Author | : Jeffrey Scholes |
Publisher | : Rowman & Littlefield |
Total Pages | : 192 |
Release | : 2013 |
Genre | : Business & Economics |
ISBN | : 0739178903 |
Since Martin Luther, vocations or callings have had a close relationship with daily work. It is a give-and-take relationship in which the meaning of a vocation typically negotiates with the kinds of work available (and vice-versa) at any given time. While "vocation language" still has currency in Western culture, today's predominant meaning of vocation has little to do with the actual work performed on a job. Jeffrey Scholes contends that recent theological treatments of the Protestant concept of vocation, both academic and popular, often unwittingly collude with consumer culture to circulate a concept of vocation that is detached from the material conditions of work. The result is a consumer-friendly vocation that is rendered impotent to inform and, if necessary, challenge the political norms of the workplace.
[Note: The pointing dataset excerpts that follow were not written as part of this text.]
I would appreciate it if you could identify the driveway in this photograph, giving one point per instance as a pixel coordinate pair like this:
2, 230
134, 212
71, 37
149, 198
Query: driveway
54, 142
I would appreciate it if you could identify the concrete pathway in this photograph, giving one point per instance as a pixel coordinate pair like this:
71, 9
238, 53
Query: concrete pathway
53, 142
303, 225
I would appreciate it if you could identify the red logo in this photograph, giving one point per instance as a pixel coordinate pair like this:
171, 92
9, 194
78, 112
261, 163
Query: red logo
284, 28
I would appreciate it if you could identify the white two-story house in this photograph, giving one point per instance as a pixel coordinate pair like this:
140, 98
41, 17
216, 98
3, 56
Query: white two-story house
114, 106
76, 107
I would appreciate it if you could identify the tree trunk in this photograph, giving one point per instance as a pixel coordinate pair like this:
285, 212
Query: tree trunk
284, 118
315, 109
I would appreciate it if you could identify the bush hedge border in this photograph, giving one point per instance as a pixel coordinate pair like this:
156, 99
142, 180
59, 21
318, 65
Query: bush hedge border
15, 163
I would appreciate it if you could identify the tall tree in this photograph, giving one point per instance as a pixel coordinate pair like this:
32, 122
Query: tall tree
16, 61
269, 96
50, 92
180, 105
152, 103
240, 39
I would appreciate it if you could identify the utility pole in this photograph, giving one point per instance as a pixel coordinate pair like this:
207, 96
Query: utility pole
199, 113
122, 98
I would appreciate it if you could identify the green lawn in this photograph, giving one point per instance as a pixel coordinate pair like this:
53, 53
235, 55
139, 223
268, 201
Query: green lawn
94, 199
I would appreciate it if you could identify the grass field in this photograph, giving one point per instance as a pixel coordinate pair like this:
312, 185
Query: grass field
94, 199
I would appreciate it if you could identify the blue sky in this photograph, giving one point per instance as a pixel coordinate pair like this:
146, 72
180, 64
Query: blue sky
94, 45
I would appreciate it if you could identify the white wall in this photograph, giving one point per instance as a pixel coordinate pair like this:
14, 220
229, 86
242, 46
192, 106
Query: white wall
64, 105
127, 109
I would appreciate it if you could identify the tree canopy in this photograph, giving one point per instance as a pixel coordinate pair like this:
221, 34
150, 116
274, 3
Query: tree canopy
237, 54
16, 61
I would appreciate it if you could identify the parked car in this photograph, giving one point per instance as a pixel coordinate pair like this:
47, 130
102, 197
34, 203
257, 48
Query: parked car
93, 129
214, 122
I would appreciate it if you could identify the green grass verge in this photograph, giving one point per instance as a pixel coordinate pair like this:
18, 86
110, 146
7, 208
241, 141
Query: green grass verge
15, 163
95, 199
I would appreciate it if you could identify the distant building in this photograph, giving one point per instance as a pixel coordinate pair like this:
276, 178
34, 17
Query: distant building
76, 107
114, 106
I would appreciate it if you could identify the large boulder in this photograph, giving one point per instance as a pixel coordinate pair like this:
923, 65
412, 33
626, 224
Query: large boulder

For example, he classifies Rick Warren's concept of "purpose" in his best-selling book, The Purpose-Driven Life, as a functional equivalent of vocation that acts in this way. Other popular uses of vocation along with insights culled from traditional theology and consumer culture studies help Scholes reveal the current state of vocations in the West. Using recent scholarship in the field of political theology, he argues that resisting commodification is a possibility and a prerequisite for a "political vocation," if it is at all able to engage the norms that regulate and undermine the pursuit of justice in many modern workplaces.